Duyulması zor adım seslerini hassas bir şekilde duyduğunda esnemeye devam ederek sessiz adımlarla merdivenlerden aşağıya inmeye başladı. Merdivenlerden inip salon tarafına döndüğünde kapının kasnağına yaslanarak elinde ve etrafında tomar tomar parşömen olan ve onların arasına gömülmüş kocasına baktı.
Welo onu duymamış her neye çalışıyorsa ona çalışmasına devam etmesini istiyor ama birkaç saniye sonra merakı onu yendiğinde "Welo?" diye seslendi hafif bir sesle. Welo tek eliyle tuttuğu parşömenden başını kaldırarak karısına baktığında Orela başını yana yatırmış uykuya kendisinden daha aşık olan ama şimdi uykusu gözlerinden akan kocasının kan çanağı olmuş mavi gözlerine baktı.
"Niye yatakta yoksun?"
Welo ilk önce elini dağınık saçlarından geçirip daha da dağılmasını sağlamış ardından diğer elindeki parşömeni sallayarak "Anlamam gereken bazı yerler var," dedi iç çekerek. "Günlerdir anlamıyorum. Tetna yakında delirecek."
Orela ona gülümsemiş kollarını çaprazlarken Welo parşömeni koltuğa bırakarak ayağa kalktı.
"Sen niye uyandın?"
Orela yanına gelerek onu belinden tek koluyla sarmış diğer eliyle saçlarını okşayan kocasına sıkıca sarılarak "Çünkü uykumda elimi yan tarafa attığımda kocama değil de bir boşluğa sarıldım," diyerek onu yanıtladı.
Welo uykulu gözlerini ovuşturmuş ama yinede gülerken Orela kocasının göğsüne başını yaslamış onun nefeslerini dinlerken Medu'da gün yavaş yavaş başlıyordu.
***
"Baba."
Aaron günlük bilgi ekranını eliyle kenara iterken Einol'a dönerek "Efendim kızım?" dedi. Einol annesine bakmış annesi başını sallarken Aaron ikisine bakıyor "Ne karıştırıyorsunuz?" diye sordu gözlerini kısarak.

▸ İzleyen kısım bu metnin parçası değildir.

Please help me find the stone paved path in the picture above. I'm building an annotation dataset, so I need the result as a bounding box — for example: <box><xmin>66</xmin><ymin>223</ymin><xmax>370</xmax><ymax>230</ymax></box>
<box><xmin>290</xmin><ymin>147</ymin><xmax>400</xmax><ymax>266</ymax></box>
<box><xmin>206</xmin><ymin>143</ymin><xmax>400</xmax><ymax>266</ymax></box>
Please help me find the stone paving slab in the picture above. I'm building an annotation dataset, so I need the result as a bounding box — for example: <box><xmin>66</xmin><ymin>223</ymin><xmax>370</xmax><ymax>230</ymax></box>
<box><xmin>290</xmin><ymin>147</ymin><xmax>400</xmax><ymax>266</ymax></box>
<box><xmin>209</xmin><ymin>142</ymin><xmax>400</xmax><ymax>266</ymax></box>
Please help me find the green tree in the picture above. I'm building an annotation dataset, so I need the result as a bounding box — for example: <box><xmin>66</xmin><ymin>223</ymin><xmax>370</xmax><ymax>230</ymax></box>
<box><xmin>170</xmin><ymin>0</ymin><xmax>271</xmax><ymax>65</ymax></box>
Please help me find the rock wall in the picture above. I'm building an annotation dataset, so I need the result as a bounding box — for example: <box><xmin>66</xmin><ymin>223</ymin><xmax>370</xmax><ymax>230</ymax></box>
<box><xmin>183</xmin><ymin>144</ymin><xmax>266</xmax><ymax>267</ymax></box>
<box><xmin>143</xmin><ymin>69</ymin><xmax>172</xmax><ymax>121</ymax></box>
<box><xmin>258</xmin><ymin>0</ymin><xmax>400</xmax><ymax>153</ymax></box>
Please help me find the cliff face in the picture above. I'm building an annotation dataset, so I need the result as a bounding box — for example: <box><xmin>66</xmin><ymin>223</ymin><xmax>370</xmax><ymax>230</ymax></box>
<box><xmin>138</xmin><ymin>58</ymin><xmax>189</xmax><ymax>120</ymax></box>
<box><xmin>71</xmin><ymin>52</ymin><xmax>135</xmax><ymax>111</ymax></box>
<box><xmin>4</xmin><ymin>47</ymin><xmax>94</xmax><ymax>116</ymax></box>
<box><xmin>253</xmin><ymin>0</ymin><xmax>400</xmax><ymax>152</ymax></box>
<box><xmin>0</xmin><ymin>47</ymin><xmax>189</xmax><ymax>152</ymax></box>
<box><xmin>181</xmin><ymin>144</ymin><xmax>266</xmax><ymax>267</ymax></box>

Einol babasına bakmadan tekrar annesine bakmış Jaben onun söylemesini istediğini gözleriyle belli ederken onların bu haline dayanamayan Miles gözlerini devirerek "Veprocy Akademisi bir yolculuğa çıkıyor," dediğinde Miles Einol sinirle "Miles," demiş ama Miles onu dinlemeden anlatmaya devam etti. "Bizim akademiden de destek istiyorlar Einol da katılmak istiyor," derken Einol dişlerini sıkarak ona sinirli bir bakış attı.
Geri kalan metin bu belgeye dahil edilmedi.